Louise thought about that for a moment and then nodded. “She was kind of viewed as the family’s property and then suddenly that turns into something else,” she said, remembering what a sociologist from the University of Southern Denmark had explained to her when she was on the Nørrebro case.

“That’s really the crux of it when you’re talking about honor and shame,” Louise continued after a moment. “In families where those concepts are significant, people don’t care that much about honor or shame when it doesn’t have to do with their immediate family members. And in those cases when something does happen to offend the family’s honor, it doesn’t become dangerous until someone from the neighborhood starts talking about it. As long as the problem is only known within the family’s four walls, no one has to react to it. It’s so strange that there’s such a huge difference between the world in general and the inner circle.”

Mik watched her while she talked, and she could tell that he wasn’t putting much stock in her explanation. But that was one of the important things she had learned during the case she had just wrapped up. It wasn’t until it became publicly known that the family couldn’t control their own daughter that the girl had to die. In the case in Nørrebro, the death sentence had been pronounced by an uncle and his three sons. They wanted the girl killed before any of the other girls in the family became infected by her loose behavior.
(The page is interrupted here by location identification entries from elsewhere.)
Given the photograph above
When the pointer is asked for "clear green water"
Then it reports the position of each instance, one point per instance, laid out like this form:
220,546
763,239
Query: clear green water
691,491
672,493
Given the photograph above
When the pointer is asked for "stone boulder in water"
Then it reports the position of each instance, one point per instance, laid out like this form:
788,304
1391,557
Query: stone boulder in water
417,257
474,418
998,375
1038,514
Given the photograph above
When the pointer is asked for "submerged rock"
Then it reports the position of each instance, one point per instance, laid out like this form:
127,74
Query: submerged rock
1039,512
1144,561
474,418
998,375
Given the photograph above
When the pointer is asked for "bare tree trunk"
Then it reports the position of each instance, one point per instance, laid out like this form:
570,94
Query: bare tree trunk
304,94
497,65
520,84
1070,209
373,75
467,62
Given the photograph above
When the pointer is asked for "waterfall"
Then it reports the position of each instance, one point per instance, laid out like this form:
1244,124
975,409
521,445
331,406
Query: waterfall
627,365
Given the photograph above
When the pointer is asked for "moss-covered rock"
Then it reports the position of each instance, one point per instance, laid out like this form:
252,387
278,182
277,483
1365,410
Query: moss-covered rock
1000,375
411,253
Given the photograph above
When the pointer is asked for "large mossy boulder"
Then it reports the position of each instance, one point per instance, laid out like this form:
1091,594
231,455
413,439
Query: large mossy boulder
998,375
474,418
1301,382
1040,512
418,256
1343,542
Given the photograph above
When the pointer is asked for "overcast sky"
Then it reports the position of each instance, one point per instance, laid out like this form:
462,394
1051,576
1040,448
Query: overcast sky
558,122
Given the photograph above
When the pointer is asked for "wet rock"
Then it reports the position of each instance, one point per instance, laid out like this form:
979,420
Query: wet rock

“The world is a strange place. I don’t understand that way of thinking,” Mik admitted, shrugging his shoulders.

Louise smiled at him and said that there weren’t many Danes who did.

“Jette Petersen is here,” Ruth announced from the doorway. She asked if they were ready for her and when they wanted the classmates to come in.

“Maybe we ought to see about borrowing a room at the school so we can do it while school’s in session tomorrow?” Mik suggested and received a nod of confirmation from the administrative assistant.

“That’ll save us a ton of coordination. Good idea,” Louise said, standing up to go receive Samra’s homeroom teacher.

“I’ll write up the parents’ and brother’s interviews and update what we have in the case file on the family from before,” Ruth said before heading back to the command room.

Storm came in to ask them if they could also talk to the women’s shelter the mother had stayed at to find out what information they had on the family. Louise took a seat on the edge of her desk as he spoke.

“We just need to find out if the parents were having problems with the girl, before we latch on to our suspicions,” Storm said.

“I’ll call the shelter right away,” Mik offered, pulling out his papers and flipping through them. He left the office to find somewhere quiet to call from so Louise could start her conversation with Samra’s teacher. Louise followed Mik into the hallway and asked Jette Petersen to come in.

“Would you like some coffee?” she asked.

The teacher looked tired, as if she’d been crying. Her eyes were red and there were streaks of mascara under her bottom lashes.